Suspect Seen Removing Bolts From Towers in No. Calif., So. Oregon
The FBI has issed a federal arrest warrant for a 62-year-old Spokane, Wash., man suspected of loosening bolts on high-power transmission towers in Northern California and southern Oregon in an apparent attempt to topple the mammoth structures.
The warrant charges Michael Devlyn Poulin with damaging or attempting to damage a tower in Anderson, just south of Redding, Calif. at the northern edge of California’s Central Valley, near the Oregon border
Authorities have been searching since Monday for Poulin, who also is suspected of loosening the bolts on another transmission tower outside Klamath Falls in southern Oregon.
If caught and convicted, Poulin could face 20 years in federal prison.
Poulin might have used a Honda motorcycle attached to the back of the truck to reach towers out in the north woods or might be targeting other lines around the state. Operators of the power grid said they had increased foot and aerial patrols in recent days because of such concerns.

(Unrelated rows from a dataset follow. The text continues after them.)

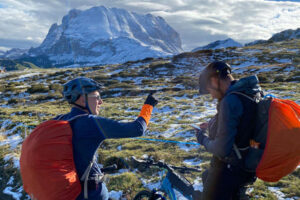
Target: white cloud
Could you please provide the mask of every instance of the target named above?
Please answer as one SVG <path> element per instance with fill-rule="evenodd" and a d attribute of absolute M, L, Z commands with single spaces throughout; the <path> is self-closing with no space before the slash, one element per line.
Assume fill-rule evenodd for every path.
<path fill-rule="evenodd" d="M 70 9 L 100 5 L 164 17 L 181 35 L 186 50 L 227 37 L 240 42 L 268 39 L 300 27 L 300 3 L 290 1 L 0 0 L 0 46 L 37 45 Z"/>
<path fill-rule="evenodd" d="M 169 10 L 171 7 L 167 5 L 163 5 L 160 3 L 153 3 L 153 2 L 129 2 L 128 6 L 136 7 L 137 9 L 148 9 L 151 8 L 152 10 Z"/>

Poulin is described as white, 5 feet 11, 250 pounds, with salt-and-pepper hair and beard, brown eyes and wearing wire rim glasses.
His gray 1997 Toyota T100 pickup truck has a white shell with the Washington state license plate A36457P. Anyone with information about Poulin is asked to contact the FBI.
The towers carry high-voltage lines that are part of the electrical grid for the Western U.S. Though removal of the bolts could conceivably cause one of the towers to topple in a gale-force wind, experts say it would be next to impossible for that to happen. And even then the grid is engineered so that other legs of the network would pick up the slack and prevent region-wide power failures.
Poulin is suspected of removing about 18 nuts and bolts from two of the four legs on the tower outside Anderson before three employees from a nearby lumber mill spotted him. When the men confronted the suspect, he fled.
The three men chased a Toyota pickup truck registered to Poulin, snapping a picture as he sped along the freeway. Eventually they gave up the chase, confident that law officers alerted by their cell phone call would snag the fleeing truck. But by the time the California Highway Patrol responded, the truck had disappeared.